In a recent interview with Q104.3 out of the box, Simmons explained that fans’ use of streaming platforms, where musicians are paid little per stream, has greatly affected this new generation of rock artists. As a result, Simmons says new bands can’t survive financially and end up turning away from music to stay afloat.

Now, nearly a month after his last explanation, Simmons is still discussing that rock debate. In a further interview with Consequence of sound, Simmons further explains that the early years of rock were when the genre really flourished.

“I heard a reaction from foo fighters, one of my favorite bands, but you’re kidding yourself,” he says of the comparison. “There are also boy bands: *NSYNC, A direction, BTS and [sarcastically] XYZ, PTA, and good for them that they are successful. Don’t kid yourself. As soon as these girls grow up a bit, it’s going to go away. It’s like sugar: you taste it, it gives you that little boost of energy, then it’s gone forever, and you don’t care. But don’t kid yourself. It’s not the Beatles. They don’t write songs. They don’t play instruments. It’s not that. And we all love Elvis, [but he] never wrote a song in his life. There is nothing that compares to the Beatles.

Read more: Paul Stanley weighs in on Gene Simmons’ claim that rock music is dead

He also reiterates that streaming is to blame for the lost generation of rock musicians. For Simmons, he still believes that file sharing and downloading ultimately caused the demise of the genre.

“It’s not because there’s a lack of talent, but because young people, this kid who lives in his mother’s basement, decided one day that he didn’t want to pay for music,” he continues. “He wanted to upload and share files. And that’s what killed the chances of the next generation of big bands. The fact that the music was free. So these days new bands don’t stand a chance.

Now, Paul Stanley weighs in on the debate. In a recent interview with SiriusXMit is Canada speaks, Stanley explains why he disagrees with his bandmate KISS. For him, he thinks music in general can never really be dead. Although it may go through different eras and changes, it only takes one artist to bring the genre back stronger than it was before.

“I think life, rock, whatever it is, is never a constant,” he says. “Let’s say, for example, if you take someone’s pulse and they’re weak, that doesn’t mean they’re dead. This means the pulse is weak. And that doesn’t mean he won’t come back stronger. I don’t think music can ever be dead. I don’t think bands can be dead, rock can be dead. It only takes someone to turn it back on to the level it reached at some point in the past.

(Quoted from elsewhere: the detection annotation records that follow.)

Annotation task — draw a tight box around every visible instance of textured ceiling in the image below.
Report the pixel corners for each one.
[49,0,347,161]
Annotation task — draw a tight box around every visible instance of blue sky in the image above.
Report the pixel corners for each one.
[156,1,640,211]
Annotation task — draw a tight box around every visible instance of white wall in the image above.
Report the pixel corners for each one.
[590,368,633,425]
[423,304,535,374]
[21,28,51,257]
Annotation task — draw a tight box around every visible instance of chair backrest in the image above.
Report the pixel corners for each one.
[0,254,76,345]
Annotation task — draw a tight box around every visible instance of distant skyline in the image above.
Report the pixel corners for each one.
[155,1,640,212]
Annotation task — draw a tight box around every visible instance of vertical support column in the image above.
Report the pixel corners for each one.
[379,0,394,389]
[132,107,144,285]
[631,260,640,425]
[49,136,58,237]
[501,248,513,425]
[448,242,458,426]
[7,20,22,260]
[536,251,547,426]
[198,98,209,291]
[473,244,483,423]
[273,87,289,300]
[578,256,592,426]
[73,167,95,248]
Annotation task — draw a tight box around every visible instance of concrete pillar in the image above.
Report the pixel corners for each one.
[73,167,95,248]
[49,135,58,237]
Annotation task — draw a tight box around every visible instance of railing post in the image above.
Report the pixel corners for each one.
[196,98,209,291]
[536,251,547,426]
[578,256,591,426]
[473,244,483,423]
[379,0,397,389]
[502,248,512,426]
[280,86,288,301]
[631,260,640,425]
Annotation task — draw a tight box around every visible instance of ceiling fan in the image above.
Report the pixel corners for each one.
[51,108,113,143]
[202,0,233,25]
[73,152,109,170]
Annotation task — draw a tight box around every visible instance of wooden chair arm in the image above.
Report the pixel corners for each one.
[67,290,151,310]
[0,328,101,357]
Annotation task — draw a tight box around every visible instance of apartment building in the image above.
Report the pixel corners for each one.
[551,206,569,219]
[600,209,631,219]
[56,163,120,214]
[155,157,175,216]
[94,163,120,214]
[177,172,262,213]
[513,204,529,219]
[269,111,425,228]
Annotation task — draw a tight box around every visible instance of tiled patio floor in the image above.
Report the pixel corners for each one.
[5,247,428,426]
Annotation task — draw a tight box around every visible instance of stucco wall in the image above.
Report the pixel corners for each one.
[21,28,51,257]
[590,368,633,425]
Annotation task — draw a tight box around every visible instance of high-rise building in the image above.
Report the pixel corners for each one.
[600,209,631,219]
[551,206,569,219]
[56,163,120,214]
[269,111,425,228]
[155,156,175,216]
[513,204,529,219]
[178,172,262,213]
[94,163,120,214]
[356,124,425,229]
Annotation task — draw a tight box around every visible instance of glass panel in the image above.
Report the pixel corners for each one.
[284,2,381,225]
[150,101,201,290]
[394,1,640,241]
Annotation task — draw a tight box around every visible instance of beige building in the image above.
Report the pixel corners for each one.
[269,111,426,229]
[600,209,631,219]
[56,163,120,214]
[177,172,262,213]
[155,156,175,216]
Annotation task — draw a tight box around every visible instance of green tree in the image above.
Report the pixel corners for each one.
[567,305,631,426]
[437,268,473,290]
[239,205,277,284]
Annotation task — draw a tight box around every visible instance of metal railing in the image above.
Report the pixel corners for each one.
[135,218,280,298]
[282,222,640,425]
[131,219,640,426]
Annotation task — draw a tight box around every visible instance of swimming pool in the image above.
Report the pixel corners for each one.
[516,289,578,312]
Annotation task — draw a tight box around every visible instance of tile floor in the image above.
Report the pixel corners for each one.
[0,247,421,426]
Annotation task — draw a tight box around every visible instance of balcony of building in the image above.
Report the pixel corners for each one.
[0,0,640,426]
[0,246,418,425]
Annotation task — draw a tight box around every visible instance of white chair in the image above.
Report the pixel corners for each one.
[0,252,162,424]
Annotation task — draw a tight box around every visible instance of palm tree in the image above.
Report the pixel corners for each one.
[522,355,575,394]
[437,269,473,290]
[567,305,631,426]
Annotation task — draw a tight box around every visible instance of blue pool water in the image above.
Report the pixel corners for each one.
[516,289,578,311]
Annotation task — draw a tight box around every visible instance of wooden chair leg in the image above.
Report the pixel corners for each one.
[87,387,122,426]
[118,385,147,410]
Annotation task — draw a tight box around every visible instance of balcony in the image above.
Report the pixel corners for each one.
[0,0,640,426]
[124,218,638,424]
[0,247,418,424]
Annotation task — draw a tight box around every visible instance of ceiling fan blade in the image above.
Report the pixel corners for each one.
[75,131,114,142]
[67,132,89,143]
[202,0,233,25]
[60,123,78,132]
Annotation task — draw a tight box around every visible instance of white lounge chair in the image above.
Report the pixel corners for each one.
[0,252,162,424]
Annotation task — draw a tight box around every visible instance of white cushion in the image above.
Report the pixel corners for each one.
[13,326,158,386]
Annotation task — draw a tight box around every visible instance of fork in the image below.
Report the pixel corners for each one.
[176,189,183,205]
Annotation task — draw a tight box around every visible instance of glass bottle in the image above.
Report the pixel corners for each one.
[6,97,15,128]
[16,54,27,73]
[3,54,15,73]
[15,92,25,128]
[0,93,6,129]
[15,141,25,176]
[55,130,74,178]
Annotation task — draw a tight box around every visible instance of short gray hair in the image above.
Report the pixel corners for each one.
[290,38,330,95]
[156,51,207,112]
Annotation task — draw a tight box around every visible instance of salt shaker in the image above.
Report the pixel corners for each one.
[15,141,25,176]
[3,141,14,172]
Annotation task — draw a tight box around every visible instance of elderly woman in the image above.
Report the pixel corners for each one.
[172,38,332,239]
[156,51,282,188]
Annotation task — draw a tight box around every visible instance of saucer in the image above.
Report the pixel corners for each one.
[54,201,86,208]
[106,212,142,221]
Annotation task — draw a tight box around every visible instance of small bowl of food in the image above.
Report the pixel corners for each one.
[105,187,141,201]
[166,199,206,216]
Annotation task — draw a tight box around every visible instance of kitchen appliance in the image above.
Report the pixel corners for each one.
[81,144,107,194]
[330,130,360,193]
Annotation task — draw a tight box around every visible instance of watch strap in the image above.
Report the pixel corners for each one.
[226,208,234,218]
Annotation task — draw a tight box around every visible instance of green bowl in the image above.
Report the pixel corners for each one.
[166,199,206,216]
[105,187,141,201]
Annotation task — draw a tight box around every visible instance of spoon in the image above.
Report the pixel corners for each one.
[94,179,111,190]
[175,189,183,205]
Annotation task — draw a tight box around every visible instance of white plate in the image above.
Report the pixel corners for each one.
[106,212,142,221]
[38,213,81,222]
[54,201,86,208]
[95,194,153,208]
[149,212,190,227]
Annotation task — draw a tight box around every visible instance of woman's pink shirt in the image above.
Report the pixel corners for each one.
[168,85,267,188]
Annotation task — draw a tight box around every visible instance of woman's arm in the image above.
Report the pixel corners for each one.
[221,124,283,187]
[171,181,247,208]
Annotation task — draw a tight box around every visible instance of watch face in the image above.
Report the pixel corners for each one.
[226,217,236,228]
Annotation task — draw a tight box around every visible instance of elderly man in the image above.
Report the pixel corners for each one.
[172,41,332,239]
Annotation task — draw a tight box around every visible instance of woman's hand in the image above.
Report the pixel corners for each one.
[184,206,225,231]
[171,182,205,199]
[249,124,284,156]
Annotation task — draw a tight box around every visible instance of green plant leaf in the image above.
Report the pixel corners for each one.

Stanley also addresses Simmons’ view that streaming and file sharing are the cause of the death of rock music. It turns out there are plenty of musicians still making great music despite the popularity of music streaming.

“A computer will never replace real people who make music,” Stanley continues. “People can be in love with it, and it can overshadow the other, but eventually it comes full circle – it all comes back. It’s not going away. It can sleep. But there are bands doing good music.